As per Figure 13, 14, and 15 import the XLS file.
Figure 13
Figure 14
Figure 15
The schedule with populated activity table columns UDF_Start_Day and UDF_Finish_Day is in Figure 16.
Figure 16
In Figure 17, we edit the UDF_Start_Day column heading with the new title ‘ordinal start day’.
Figure 17
The final schedule is displayed in Figure 18.
Figure 18
Summary
When your project start date and deadline are unknown it makes sense to present the Primavera P6 schedule to stakeholders using the ordinal calendar dates.
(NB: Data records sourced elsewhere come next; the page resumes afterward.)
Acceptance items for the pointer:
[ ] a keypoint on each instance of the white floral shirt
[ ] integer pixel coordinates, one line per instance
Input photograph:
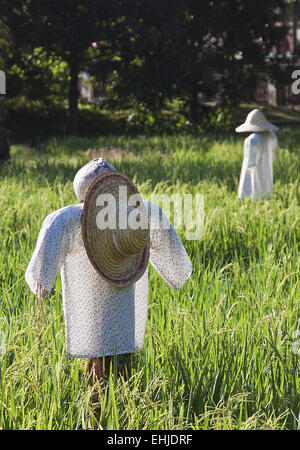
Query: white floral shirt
(256, 177)
(101, 319)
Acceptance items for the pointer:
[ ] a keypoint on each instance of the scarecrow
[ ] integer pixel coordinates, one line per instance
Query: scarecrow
(256, 178)
(103, 266)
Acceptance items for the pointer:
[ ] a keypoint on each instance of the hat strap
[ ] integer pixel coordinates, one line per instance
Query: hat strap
(116, 244)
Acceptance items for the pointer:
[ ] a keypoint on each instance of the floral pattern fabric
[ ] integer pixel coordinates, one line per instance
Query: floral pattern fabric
(101, 319)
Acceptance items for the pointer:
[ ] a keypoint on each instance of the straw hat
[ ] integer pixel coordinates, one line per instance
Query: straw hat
(116, 236)
(256, 121)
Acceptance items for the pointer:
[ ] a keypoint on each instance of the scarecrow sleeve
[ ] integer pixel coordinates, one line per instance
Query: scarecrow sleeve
(167, 253)
(252, 153)
(49, 255)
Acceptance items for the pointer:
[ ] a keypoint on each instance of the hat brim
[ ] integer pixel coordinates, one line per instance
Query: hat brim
(246, 127)
(119, 272)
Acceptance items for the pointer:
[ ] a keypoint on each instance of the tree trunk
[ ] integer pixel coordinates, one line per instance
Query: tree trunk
(73, 97)
(4, 144)
(194, 104)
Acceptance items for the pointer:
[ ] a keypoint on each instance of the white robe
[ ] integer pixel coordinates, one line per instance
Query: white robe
(101, 318)
(256, 177)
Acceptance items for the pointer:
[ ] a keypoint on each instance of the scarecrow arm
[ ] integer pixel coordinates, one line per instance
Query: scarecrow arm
(52, 247)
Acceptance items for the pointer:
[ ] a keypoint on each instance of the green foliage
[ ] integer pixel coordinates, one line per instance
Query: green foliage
(218, 353)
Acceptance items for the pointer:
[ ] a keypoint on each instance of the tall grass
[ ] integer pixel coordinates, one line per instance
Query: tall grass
(218, 353)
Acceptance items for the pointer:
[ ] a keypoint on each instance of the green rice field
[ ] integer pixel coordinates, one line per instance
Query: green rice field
(221, 353)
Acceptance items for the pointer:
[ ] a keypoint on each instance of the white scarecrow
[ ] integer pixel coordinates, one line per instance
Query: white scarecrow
(104, 268)
(256, 178)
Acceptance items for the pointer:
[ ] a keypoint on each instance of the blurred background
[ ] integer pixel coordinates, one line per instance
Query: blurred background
(135, 66)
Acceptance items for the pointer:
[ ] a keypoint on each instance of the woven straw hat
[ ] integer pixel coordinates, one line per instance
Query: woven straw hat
(256, 121)
(119, 246)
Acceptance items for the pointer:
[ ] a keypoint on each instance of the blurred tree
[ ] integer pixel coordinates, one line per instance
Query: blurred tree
(64, 30)
(140, 61)
(4, 143)
(224, 54)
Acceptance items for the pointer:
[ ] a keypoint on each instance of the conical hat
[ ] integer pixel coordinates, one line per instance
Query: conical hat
(115, 229)
(256, 121)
We say ‘calendar’ ordinal dates to indicate that weekends are included in our computations, and not just work days.
Our Microsoft Excel export/import approach allows us to update the activity start and finish dates with the appropriate calendar ordinal start and finish dates. One may also be interested in listing the start week or month of activities. I would again recommend the use of Excel for this computation instead of the global change tool.